Yana’s story was recently featured by The New York Times as part of the Neediest Cases Fund, a campaign that runs annually from November to January with the aim of shedding light on the lives of people coping with poverty. The campaign is now in its 107th year.

Rarely are two stories exactly alike, yet there are common themes. Sickness upending stability. Stress leading to depression. Poverty is complicated — and insidious — that way. It can affect a woman like Yana, age 90, who was a cardiologist in her native Russia, just as easily as it does Careen Williams, a 42-year-old Caribbean-born woman, raising a son with autism.

After her son’s diagnosis, Careen’s marriage, health, and job all came apart — falling one after another, like dominoes. When she couldn’t make her rent, she received money from the Metropolitan Council on Jewish Poverty, another UJA partner.

Another story focuses on Galia Sarah Solts, who faced anti-Semitism as a child in Russia and now battles lung cancer and leukemia. She received help with her rent from the Edith and Carl Marks Jewish Community House of Bensonhurst.

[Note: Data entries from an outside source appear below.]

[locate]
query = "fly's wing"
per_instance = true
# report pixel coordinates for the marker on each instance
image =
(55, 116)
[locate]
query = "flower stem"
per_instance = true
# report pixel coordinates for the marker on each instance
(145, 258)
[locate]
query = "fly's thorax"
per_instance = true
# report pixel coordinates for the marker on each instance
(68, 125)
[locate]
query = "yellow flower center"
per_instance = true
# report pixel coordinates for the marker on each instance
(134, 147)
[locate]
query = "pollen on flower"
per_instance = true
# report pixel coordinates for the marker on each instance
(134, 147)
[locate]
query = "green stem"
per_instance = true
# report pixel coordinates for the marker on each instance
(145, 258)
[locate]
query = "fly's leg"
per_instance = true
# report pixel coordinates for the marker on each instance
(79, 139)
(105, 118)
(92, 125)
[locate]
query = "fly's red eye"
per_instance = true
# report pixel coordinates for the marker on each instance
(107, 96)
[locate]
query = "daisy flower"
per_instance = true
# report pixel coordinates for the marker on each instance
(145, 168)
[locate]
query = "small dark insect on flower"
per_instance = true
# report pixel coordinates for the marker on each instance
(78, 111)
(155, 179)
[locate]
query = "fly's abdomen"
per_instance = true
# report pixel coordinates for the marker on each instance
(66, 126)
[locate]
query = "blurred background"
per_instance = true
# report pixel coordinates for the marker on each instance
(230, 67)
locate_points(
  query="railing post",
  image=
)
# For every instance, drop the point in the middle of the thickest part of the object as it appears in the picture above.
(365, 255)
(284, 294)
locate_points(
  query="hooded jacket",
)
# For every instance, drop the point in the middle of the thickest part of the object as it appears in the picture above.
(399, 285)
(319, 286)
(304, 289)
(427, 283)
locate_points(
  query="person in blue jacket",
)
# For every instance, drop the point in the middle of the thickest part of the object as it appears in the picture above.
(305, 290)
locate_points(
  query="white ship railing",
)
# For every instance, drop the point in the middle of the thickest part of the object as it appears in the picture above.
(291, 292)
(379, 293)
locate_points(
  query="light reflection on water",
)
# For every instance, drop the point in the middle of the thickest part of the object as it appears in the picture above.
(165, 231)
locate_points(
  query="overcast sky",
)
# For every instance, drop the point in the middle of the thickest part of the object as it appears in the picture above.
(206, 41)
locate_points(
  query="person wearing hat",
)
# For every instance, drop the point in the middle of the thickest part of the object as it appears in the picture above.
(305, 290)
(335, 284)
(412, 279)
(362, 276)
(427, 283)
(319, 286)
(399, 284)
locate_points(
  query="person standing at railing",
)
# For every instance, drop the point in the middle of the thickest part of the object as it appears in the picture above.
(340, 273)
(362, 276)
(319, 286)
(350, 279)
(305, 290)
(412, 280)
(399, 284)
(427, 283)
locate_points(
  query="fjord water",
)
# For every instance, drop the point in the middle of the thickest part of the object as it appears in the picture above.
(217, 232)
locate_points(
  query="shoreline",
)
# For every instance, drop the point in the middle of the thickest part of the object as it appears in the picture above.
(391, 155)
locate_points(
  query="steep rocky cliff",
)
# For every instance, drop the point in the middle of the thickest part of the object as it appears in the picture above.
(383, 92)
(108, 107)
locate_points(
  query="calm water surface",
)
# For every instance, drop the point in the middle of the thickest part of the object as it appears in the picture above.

We’re proud to be one of the eight organizations receiving funding from The New York Times Neediest Cases Fund, which we allocate to our unparalleled network of partners on the ground. They’re charged with carefully distributing the money to people like Yana, Careen, and Galia — modest amounts that nonetheless can be the difference between crisis and stability.

And we’re grateful that The Times uses its platform to tell stories that would otherwise never reach a mass audience.

This time of year, when the days are short and the temperature plummets, we can keep our head down, forgetting that right in our own backyard, unbelievable hardship is a reality for far too many.

Or, we can choose to look up and see what’s right in front of us — people whose lives took a sharp turn and are grateful that a community hasn’t forgotten them. Our help gives them hope. In turn, their fortitude inspires us to do even more.